Subnet routing requires IP forwarding. Create a sysctl drop-in so the setting survives reboot:

echo 'net.ipv4.ip_forward = 1' | sudo tee /etc/sysctl.d/99-tailscale.conf
sudo sysctl -p /etc/sysctl.d/99-tailscale.conf

Now bring Tailscale up and advertise the local subnet. In this example the home network is 192.168.0.0/24, substitute your own subnet if it differs:

sudo tailscale up --advertise-routes=192.168.0.0/24

The first run prints a URL to authenticate the device with your Tailscale account. After signing in, the Pi shows up in the Tailscale admin console.

The advertised route then needs to be approved before it becomes active. In the admin console, find the Pi, open its route settings, and enable the 192.168.0.0/24 route. Tailscale does not automatically accept subnet advertisements without that approval step.

Tailscale admin console showing the subnet route approval toggle
The subnet route must be approved before other tailnet devices can use it.

The exit node checkbox in my screenshot is unrelated to this setup. Subnet routing only needs the advertised subnet route.

With the route approved, any device on your tailnet can reach 192.168.0.0/24 through the Pi.

Some clients need to be told to use advertised subnet routes. iOS and Android handle this in the Tailscale app, but on a Linux client I would bring it up with route acceptance enabled:

sudo tailscale up --accept-routes

That setting is for the client device, not the Pi acting as the subnet router.

Using it away from home

I tested it by turning off Wi-Fi on my phone and forcing it onto mobile data. With Tailscale connected, the Reolink app could still reach the camera on the same 192.168.0.x address as before. The app does not know it has left the local network, the subnet router handles the path transparently.

The camera feed comes through the Pi over the encrypted WireGuard tunnel that Tailscale manages. Latency is slightly higher than on the local network, but for watching cats wander around the house it’s perfectly fine.

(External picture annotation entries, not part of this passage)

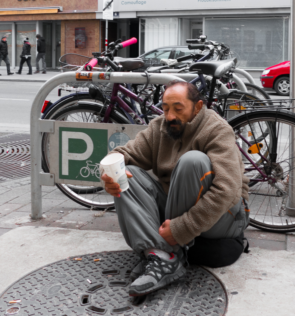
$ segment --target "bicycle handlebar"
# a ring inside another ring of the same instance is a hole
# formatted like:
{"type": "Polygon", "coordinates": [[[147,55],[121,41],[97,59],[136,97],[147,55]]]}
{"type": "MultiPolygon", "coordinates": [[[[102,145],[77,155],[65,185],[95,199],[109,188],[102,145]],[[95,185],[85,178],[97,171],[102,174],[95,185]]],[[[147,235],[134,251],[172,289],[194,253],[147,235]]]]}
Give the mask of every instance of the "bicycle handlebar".
{"type": "Polygon", "coordinates": [[[200,40],[187,40],[185,41],[186,43],[199,43],[200,40]]]}
{"type": "Polygon", "coordinates": [[[127,40],[124,42],[120,43],[119,44],[116,45],[116,48],[118,49],[122,49],[126,46],[129,46],[132,44],[136,44],[137,42],[137,39],[135,37],[132,37],[130,40],[127,40]]]}
{"type": "MultiPolygon", "coordinates": [[[[111,53],[112,56],[113,52],[114,52],[116,50],[118,50],[122,49],[126,46],[129,46],[129,45],[132,45],[132,44],[135,44],[137,43],[137,40],[135,37],[132,37],[132,38],[129,40],[128,40],[122,43],[120,43],[117,44],[115,46],[115,48],[112,49],[111,51],[111,53]]],[[[93,55],[94,55],[94,53],[93,53],[93,55]]],[[[99,53],[100,54],[100,53],[99,53]]],[[[89,62],[87,63],[85,65],[85,69],[88,71],[91,71],[93,67],[98,63],[100,63],[102,62],[106,63],[107,64],[111,67],[115,71],[118,71],[121,70],[120,67],[117,66],[113,62],[111,59],[106,56],[104,57],[102,56],[101,57],[95,57],[93,58],[89,62]]]]}
{"type": "Polygon", "coordinates": [[[192,49],[200,49],[201,51],[205,49],[205,46],[203,44],[196,44],[195,45],[189,45],[188,47],[189,49],[191,50],[192,49]]]}
{"type": "Polygon", "coordinates": [[[91,71],[92,68],[97,64],[98,60],[96,58],[93,58],[85,65],[85,69],[88,71],[91,71]]]}

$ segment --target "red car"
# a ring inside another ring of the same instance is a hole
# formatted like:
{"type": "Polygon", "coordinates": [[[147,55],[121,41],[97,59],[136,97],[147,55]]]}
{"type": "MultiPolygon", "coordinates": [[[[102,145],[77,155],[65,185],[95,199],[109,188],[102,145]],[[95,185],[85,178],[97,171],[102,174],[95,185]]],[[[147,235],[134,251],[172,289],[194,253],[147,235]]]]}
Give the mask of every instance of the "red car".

Access is still limited to devices authenticated into my tailnet. There are no router port forwards involved, and the camera is not exposed directly to the internet.

Disabling the vendor remote path

I disabled the vendor remote-access path last, once the Tailscale path was working end to end.

At this point the setup is already doing the right thing: the camera stays local-only, there is no cloud relay involved, and access from outside the house goes through the tailnet. The last step is to explicitly disable the camera’s built-in P2P remote access feature so there is no accidental path left through Reolink’s infrastructure.

Reolink provides instructions for disabling P2P remote access on their support site. The setting is in the camera’s web interface under network settings. Once disabled, the only way to reach the camera remotely is through the tailnet.

Reolink web interface showing UPnP, UID, and DDNS disabled
Disabling UID removes Reolink's built-in P2P remote access path.

Things to watch for

There are a few small network details that can make this look broken when the Tailscale side is actually fine.

If the network I am visiting also uses 192.168.0.0/24, the phone or laptop may already have a local route for the same address range. That overlap can make routing ambiguous. Testing from mobile data is a good first check because it removes the borrowed Wi-Fi network from the path.

It is also worth checking that there are no old port forwards, UPnP mappings, or vendor relay settings still enabled from a previous setup. The whole point here is that the camera remains a normal LAN device and remote access is controlled by Tailscale instead.

What is actually in place

The camera operates entirely on the local network with no cloud dependency. The Reolink app connects to it directly by IP. A Raspberry Pi running Tailscale advertises the home subnet into the tailnet, which makes that same private IP reachable from any authenticated device I own. The camera itself has no awareness of any of this and needs no special integration beyond its normal LAN setup.

The useful boundary is that the Pi is the only bridge between the tailnet and the camera subnet. Remote access is tied to my Tailscale devices rather than to a camera vendor account, and disabling Reolink’s P2P path removes the fallback route I did not want to rely on.